The man who put the ‘sod’ in ‘episodic’

In an article reviewing recent books about Lucien Freud, the novelist Julian Barnes draws a distinction between two types of people: the ‘episodicists’ and the ‘narrativists’. The former are unable or unwilling to accept connections between events, still less their own responsibility for them. The latter recognise and act upon such linkages, accommodating limits to their personal desires. With respect to their work, argues Barnes, artists fall inevitably into the second camp as each brushstroke, note composed or written word affects and is affected by those around it. Their private lives may be different. Freud, with his insistence on being ruled by impulse unconstrained by obligations to others, notably his countless children, was the episodicist par excellence; a controller, in another of Barnes’ binaries, who used sex as a means of enforcing submission in women. That is if we believe his unlikely confidant, the bookie Victor Chandler. ‘Talk to Victor’ says the latter’s current series of advertisements and Freud, it seems, often did.

What is at stake here is the old question of whether an artist’s personal life has anything to do with his or her art. Barnes’ hero, Flaubert is quoted approvingly in the negative: ‘I have no biography’. And he is right to point out that the subjects of past portraits and the character, even identity of their painters have been lost sight of without preventing us from judging the pictures on their own merits. Additionally there is the well-known tendency of works of art to take on a life of their own. Once exposed to public and critical reaction the artist’s intention when producing them is easily overtaken by the effect they have on others, who may be in a better position to glimpse the personal and social forces flowing through the work but may equally twist it to their own ends or misunderstand it entirely. Either way, the artist’s take on what they have produced becomes one of many voices competing for attention and in those circumstances his or her biography might be thought of as less important.

Thus if we were to come across Freud’s paintings without knowing who he was what would be left is the impression made on our senses by the splayed nudes, blotchy skin and general air of hateful but forensic curiosity. It is a palette and a world view that demands attention for its brilliance, singularity and lack of compromise. You cannot gaze on the results without experiencing a degree of stress to your own fragile sense of hopefulness and well-being.

But the question can be turned round. In the unlikely event hypothesised above, the onlooker’s curiosity would be aroused with regard to the person, evidently male, who produced such images – the misanthrope who sees ugliness everywhere except in horses, the seer with such insight into the human condition. The artist’s processing of reality is not sufficient in isolation. The relationship between creator and creation absorbs us at least as much. That, presumably is why museums and galleries cannot help speculating about the medieval man whose sallow flesh and piercing eyes transfix us anonymously, or the artist behind the striking but unattributed crucifixion; and why, in the literary sphere, we continue to scratch the itch that is Shakespeare’s personality.

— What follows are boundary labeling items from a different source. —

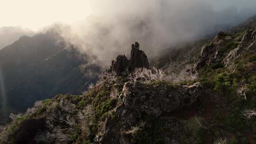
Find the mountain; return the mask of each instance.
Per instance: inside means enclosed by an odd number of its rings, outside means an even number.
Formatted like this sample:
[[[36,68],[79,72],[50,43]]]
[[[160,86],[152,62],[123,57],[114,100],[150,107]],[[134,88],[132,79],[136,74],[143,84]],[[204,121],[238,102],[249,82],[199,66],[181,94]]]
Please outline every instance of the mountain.
[[[169,50],[158,69],[136,43],[82,94],[11,115],[0,144],[255,144],[256,27],[241,26]]]
[[[21,27],[0,27],[0,50],[11,44],[23,36],[32,36],[34,32]]]
[[[0,51],[6,106],[23,111],[57,94],[81,93],[101,71],[88,58],[73,46],[65,46],[53,31],[21,36]]]

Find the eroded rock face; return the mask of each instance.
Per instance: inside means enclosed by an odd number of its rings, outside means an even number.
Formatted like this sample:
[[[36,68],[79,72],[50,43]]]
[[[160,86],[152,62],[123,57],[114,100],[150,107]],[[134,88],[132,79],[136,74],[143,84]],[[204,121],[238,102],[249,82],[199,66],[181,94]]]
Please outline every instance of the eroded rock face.
[[[233,57],[230,55],[235,54],[233,50],[239,45],[239,42],[231,34],[219,32],[210,44],[202,48],[201,57],[195,65],[195,69],[198,70],[205,66],[209,65],[213,66],[213,69],[224,67],[227,63],[226,57]]]
[[[177,118],[161,116],[194,103],[203,95],[203,90],[199,83],[191,86],[168,88],[162,85],[149,86],[140,83],[126,83],[122,103],[111,115],[115,118],[111,116],[107,118],[104,133],[98,137],[99,143],[131,144],[137,133],[153,128],[154,122],[145,121],[145,117],[148,117],[162,120],[161,126],[163,126],[160,128],[168,127],[168,132],[161,134],[165,141],[163,144],[171,144],[171,141],[181,144],[179,134],[183,131],[182,124]]]
[[[131,58],[129,63],[129,70],[133,71],[135,68],[148,68],[149,64],[147,57],[144,51],[139,50],[139,44],[135,42],[131,46]]]
[[[231,60],[238,58],[243,53],[256,52],[256,29],[248,27],[240,45],[229,52],[225,59],[224,63],[227,65]]]
[[[122,72],[128,69],[129,60],[125,55],[118,56],[116,60],[112,61],[110,69],[117,73],[118,75],[121,75]]]
[[[128,60],[125,55],[119,55],[115,60],[112,61],[110,72],[115,72],[117,75],[120,76],[124,74],[123,72],[126,70],[132,72],[136,68],[148,68],[149,64],[147,56],[144,52],[139,49],[139,44],[135,42],[131,46],[131,57]]]
[[[14,134],[15,144],[37,144],[34,138],[37,132],[46,128],[45,125],[45,118],[30,119],[24,121]]]

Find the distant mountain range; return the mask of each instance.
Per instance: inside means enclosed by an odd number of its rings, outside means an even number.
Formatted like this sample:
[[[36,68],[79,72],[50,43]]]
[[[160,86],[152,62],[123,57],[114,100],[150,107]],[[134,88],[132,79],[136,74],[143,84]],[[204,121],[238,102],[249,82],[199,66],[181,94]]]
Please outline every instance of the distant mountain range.
[[[21,36],[0,50],[7,106],[23,111],[36,100],[82,93],[101,71],[87,58],[52,31]]]
[[[32,36],[35,33],[31,29],[21,27],[0,27],[0,50],[23,36]]]

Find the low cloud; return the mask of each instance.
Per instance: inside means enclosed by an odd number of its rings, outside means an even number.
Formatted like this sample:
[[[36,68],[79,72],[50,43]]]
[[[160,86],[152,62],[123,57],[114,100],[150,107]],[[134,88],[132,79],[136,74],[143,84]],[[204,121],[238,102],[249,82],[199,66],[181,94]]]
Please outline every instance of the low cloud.
[[[103,66],[119,54],[129,55],[135,41],[150,58],[177,43],[211,36],[256,14],[255,9],[239,7],[239,2],[238,7],[227,5],[219,10],[213,2],[202,0],[88,2],[95,9],[84,20],[53,27],[82,52],[97,56]]]

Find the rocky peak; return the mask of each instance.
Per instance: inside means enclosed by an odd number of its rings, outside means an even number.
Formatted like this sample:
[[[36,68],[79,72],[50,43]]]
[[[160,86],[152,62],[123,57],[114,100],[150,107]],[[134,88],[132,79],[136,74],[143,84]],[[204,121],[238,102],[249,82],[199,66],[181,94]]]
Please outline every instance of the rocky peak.
[[[147,56],[144,51],[139,50],[139,44],[135,42],[135,45],[132,45],[131,58],[129,65],[129,70],[133,71],[137,67],[146,67],[149,66]]]
[[[136,68],[148,68],[149,63],[147,56],[144,52],[139,49],[139,44],[135,42],[131,45],[131,57],[128,60],[125,55],[118,55],[115,60],[112,61],[110,72],[115,72],[119,76],[123,75],[124,72],[131,72]]]

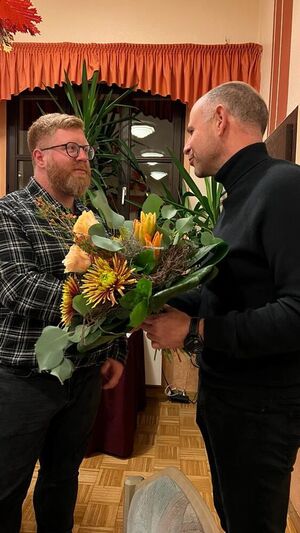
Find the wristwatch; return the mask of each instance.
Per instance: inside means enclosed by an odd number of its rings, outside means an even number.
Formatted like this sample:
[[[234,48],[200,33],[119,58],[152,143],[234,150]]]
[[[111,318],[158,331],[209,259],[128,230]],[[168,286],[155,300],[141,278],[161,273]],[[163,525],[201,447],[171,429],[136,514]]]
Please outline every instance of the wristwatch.
[[[190,329],[184,339],[183,347],[188,353],[201,353],[204,346],[203,337],[199,333],[200,318],[192,317]]]

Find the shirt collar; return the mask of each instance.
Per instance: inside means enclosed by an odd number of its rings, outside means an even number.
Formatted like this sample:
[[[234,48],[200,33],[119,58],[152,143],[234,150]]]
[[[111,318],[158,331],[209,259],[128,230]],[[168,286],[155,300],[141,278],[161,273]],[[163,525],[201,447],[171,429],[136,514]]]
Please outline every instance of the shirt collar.
[[[269,157],[265,143],[250,144],[228,159],[214,178],[223,184],[228,193],[244,174]]]
[[[28,185],[26,186],[26,189],[29,191],[30,195],[34,198],[36,197],[42,197],[47,202],[50,202],[51,204],[55,205],[58,209],[63,209],[64,211],[70,211],[70,209],[65,208],[62,204],[57,202],[51,194],[49,194],[46,189],[44,189],[33,177],[30,178]],[[75,198],[74,200],[74,212],[75,215],[82,213],[86,207],[83,205],[83,203]]]

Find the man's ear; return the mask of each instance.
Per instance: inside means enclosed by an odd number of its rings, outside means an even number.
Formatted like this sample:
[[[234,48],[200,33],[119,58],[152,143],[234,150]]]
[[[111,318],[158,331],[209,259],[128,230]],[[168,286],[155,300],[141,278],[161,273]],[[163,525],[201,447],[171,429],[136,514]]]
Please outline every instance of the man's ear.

At its most shallow this focus on the person responsible for what we are looking at, reading or listening to approaches celebrity culture or the values of the auction room, where a signature is what determines when the gavel falls. More genuinely it is concerned with the act of transubstantiation whereby a person’s nature and experience generates something external to themselves, be it image, song or piece of prose. And that concern is extended to the people who nurtured, influenced or even hampered the talent in question. Creativity is so important to our conception of ourselves as individuals and collectively that it matters whether it is won at the cost of ruthlessness towards others.
Freud was at least true to his episodicist nature, refusing to indulge the cult of fame or notoriety that was eager to attach itself to his name. The paintings were events, isolated and moved on from. He took no responsibility for what people made of them. Now that he is gone however our fascination with him is all that remains: there will be no more canvasses. If, as a result he seems overly pathological to some it cannot be unrelated to the story of himself and his times, any more than the revelatory candour praised by others can be innocent of his remorseless attitude towards those he fucked, fathered and drew. In any case, how can we not want to know what makes someone dwell upon the deceit of human flesh when another story can be told, of its brief perfection – if only in the hope of proving him wrong?

Of course Barnes’ two categories are at opposite ends of a spectrum which, as with most ranges of behaviour we move along for our own comfort and convenience. So it must be when responding to art. That means not divorcing the work from the life as a matter of principle or judging one by the other in a moralising way, but holding them in suspension alongside each other. It is a form of critical multi-tasking that chooses whether to ignore the artist’s character, erect memorials to their victims while still saluting their victory – or rule that the paint, music or words are more tainted than even genius can allow. As details of his career continue to emerge the second category is the best Lucien Freud can hope for – not that he would have cared.